Jember, Jempolindo.id – Menyikapi kondisi terkini, mahasiswa seluruh Indonesia secara serentak, melancarkan protes keras, sembari mengobarkan tagar Indonesia Gelap.
Tak terkecuali, DPC GMNI Cabang Jember, yang juga tergugah untuk turut bergerak, dengan berkirim Surat Pernyataan Sikap kepada Presiden RI Prabowo Subianto, DPR-RI dan DPRD Kabupaten Jember.
Melalui pernyataan sikapnya, yang ditanda tangani Ketua DPC GMNI Jember Abdul Aziz Alfazri, dan Sekretaris DPC GMNI Jember Salma Hidayah, yang diterima redaksi, pada Rabu (19/02/2025), menegaskan perlawanannya.
Indonesia Gelap Evaluasi 100 Hari Kerja Prabowo Gibran
Pemerintahan Prabowo-Gibran yang dilantik pada tanggal 20 Oktober 2024, kini telah melewati 100 hari pertama dalam periode kepemimpinannya.
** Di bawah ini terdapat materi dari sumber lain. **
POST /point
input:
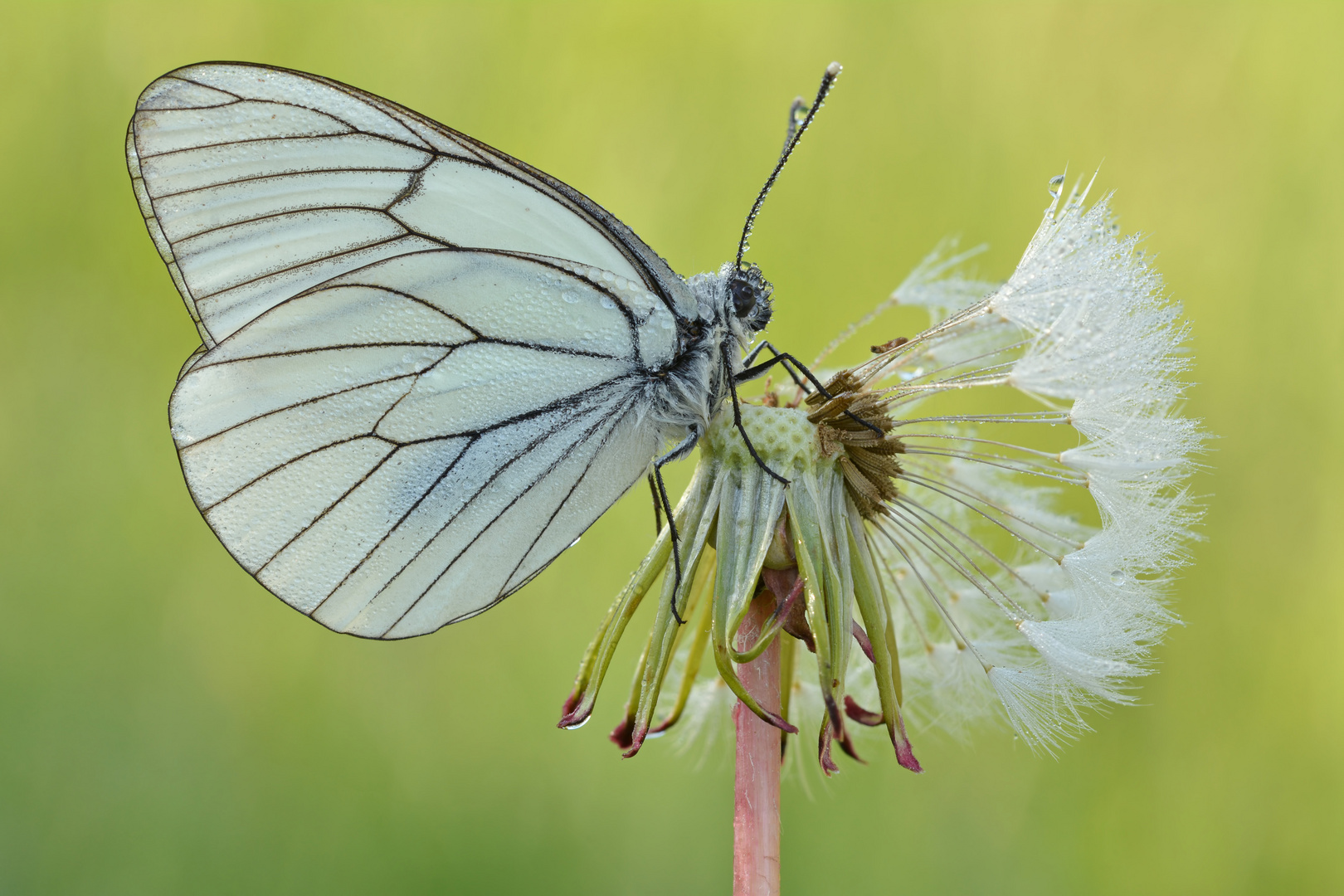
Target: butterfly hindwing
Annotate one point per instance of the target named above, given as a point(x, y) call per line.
point(410, 442)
Hal tersebut biasanya menjadi momentum untuk mengukur dan mengevaluasi berbagai kebijakan yang telah dikeluarkan.
“Tetapi, patut kita sadari bahwasannya dalam 100 hari pertama ini berbagai kebijakan yang dikeluarkan oleh Pemerintahan Prabowo Gibran, menuai kritik dan penolakan dari masyarakat, hal tersebut bisa dilihat dari gerakan penolakan yang dilakukan secara nasional tentang Indonesia Gelap,” paparnya.
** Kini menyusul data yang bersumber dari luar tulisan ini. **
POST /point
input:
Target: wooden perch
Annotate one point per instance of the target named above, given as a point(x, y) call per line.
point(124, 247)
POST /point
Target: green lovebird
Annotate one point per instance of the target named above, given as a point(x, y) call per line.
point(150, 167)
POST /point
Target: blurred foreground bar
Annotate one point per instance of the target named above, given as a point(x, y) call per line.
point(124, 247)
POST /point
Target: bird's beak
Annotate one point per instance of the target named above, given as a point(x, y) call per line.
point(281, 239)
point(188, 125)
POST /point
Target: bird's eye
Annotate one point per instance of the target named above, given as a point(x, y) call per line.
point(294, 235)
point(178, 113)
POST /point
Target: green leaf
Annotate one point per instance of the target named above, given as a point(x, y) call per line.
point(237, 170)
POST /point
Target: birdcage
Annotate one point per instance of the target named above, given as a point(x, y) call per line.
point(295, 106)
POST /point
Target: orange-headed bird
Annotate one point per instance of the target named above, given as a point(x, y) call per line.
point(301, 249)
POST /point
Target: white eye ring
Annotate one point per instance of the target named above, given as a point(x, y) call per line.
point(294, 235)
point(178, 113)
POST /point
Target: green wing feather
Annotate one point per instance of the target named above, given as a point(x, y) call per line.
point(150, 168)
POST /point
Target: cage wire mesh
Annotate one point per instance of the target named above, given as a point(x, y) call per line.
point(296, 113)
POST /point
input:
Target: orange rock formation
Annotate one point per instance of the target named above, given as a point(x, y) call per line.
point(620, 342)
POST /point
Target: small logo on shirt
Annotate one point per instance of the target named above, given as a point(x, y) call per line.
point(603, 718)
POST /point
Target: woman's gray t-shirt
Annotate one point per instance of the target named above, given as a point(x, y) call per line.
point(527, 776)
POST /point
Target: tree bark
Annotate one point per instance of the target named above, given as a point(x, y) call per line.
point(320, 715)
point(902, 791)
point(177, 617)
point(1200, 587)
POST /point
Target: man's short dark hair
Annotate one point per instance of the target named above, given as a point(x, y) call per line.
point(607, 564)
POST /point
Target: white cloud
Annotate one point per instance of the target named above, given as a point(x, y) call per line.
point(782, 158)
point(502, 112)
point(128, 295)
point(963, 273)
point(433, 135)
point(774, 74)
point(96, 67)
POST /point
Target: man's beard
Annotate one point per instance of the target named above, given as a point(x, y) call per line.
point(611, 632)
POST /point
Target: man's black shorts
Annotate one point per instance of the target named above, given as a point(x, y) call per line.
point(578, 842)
Kebijakan yang hadir, secara terang-terangan tidak berpihak terhadap kepentingan rakyat dan dibuat dengan tergesa-gesa sehingga mengorbankan hak hidup orang banyak.
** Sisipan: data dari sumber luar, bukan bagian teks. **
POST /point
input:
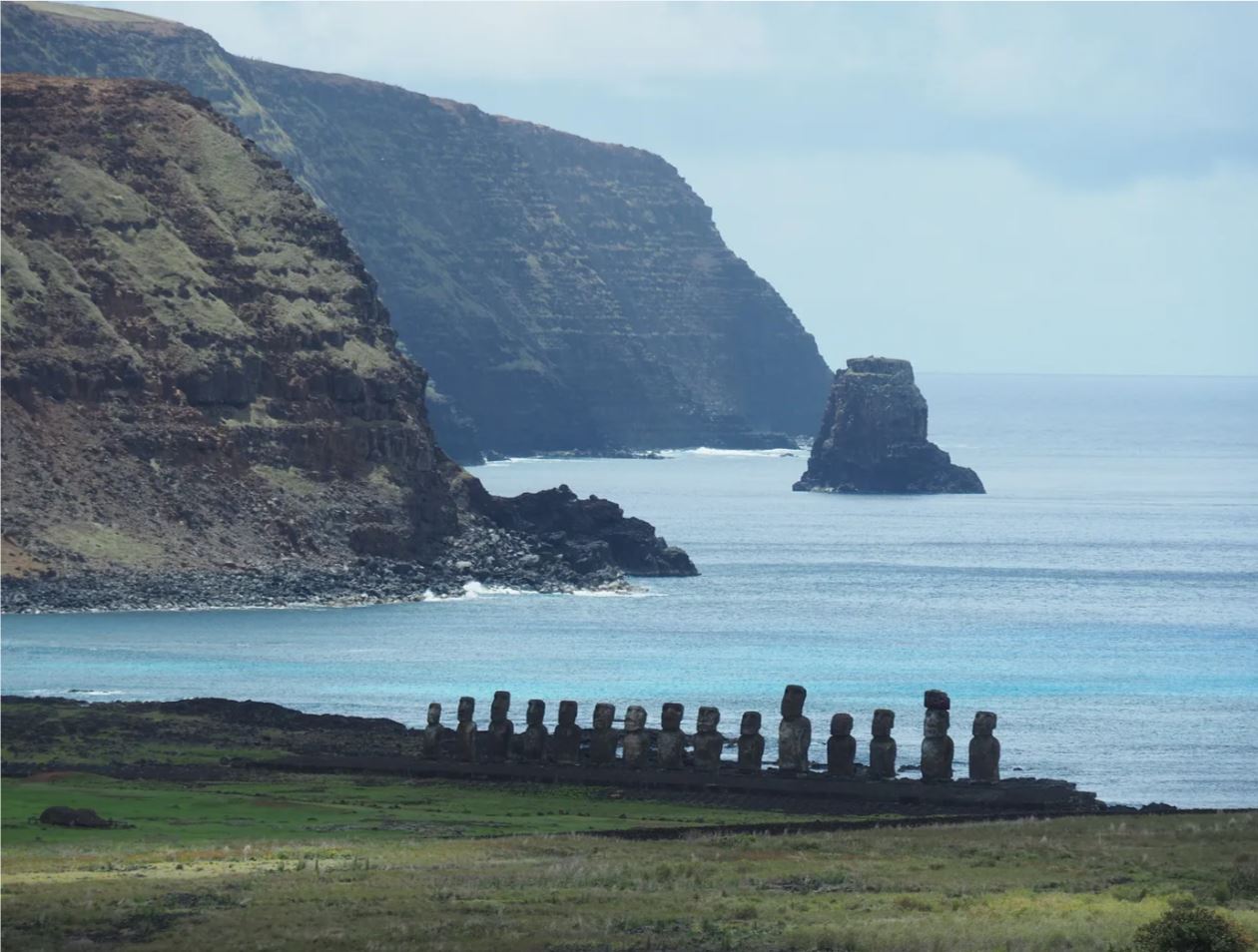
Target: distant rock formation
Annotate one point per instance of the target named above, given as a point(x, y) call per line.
point(562, 293)
point(874, 436)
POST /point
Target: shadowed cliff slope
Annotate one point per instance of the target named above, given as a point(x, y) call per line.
point(198, 372)
point(565, 293)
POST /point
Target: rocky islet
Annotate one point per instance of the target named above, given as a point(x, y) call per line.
point(874, 436)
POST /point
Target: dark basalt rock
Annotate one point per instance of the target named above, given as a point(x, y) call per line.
point(709, 742)
point(751, 743)
point(72, 816)
point(874, 436)
point(586, 533)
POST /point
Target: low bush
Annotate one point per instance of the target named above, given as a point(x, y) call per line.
point(1191, 928)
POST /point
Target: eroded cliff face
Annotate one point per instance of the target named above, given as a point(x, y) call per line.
point(199, 380)
point(874, 436)
point(562, 293)
point(198, 370)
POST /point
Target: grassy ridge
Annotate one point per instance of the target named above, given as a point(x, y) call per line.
point(342, 863)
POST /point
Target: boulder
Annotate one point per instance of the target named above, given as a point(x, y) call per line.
point(73, 816)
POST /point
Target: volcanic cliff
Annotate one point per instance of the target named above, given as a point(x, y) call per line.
point(200, 378)
point(874, 436)
point(564, 293)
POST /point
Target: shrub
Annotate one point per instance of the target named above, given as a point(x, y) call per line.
point(1191, 928)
“Kenyataannya pada hari ini kondisi Indonesia kian hari makin memburuk mulai dari kondisi ekonomi yang mengalami stagnasi, kekhawatiran atas kenaikan pajak dan kelangkaan LPG 3 Kg, serta pendidikan dan kesehatan yang menjadi hak fundamental warga negara bukan menjadi prioritas dalam periode ini,” jelasnya.
Cabut Inpres No 1 Tahun 2025
Tentu, hal tersebut bertentangan dengan amanat Undang-Undang Dasar Negara Indonesia
Negara Indonesia Tahun 1945 (UUD NRI 1945) yang menyatakan bahwa tujuan dari berdirinya Negara Indonesia tidak lain adalah untuk memajukan kesejahteraan umum dan mencerdaskan kehidupan bangsa.
“Kondisi ekonomi yang mengalami stagnasi membuat Presiden Prabowo mengambil tindakan dengan mengeluarkan Instruksi Presiden Nomor 1 Tahun 2025 (Inpres No. 1/2025) tentang Efisiensi Anggaran,” tegasnya.
Efisiensi Anggaran yang dimaksud tidak pernah dijelaskan kepada khalayak publik secara transparan.
Pasalnya dengan dikeluarkannya Inpres No. 1/2025 hampir keseluruhan Lembaga Negara harus memangkas anggaran kebutuhannya yang imbasnya terhadap masyarakat.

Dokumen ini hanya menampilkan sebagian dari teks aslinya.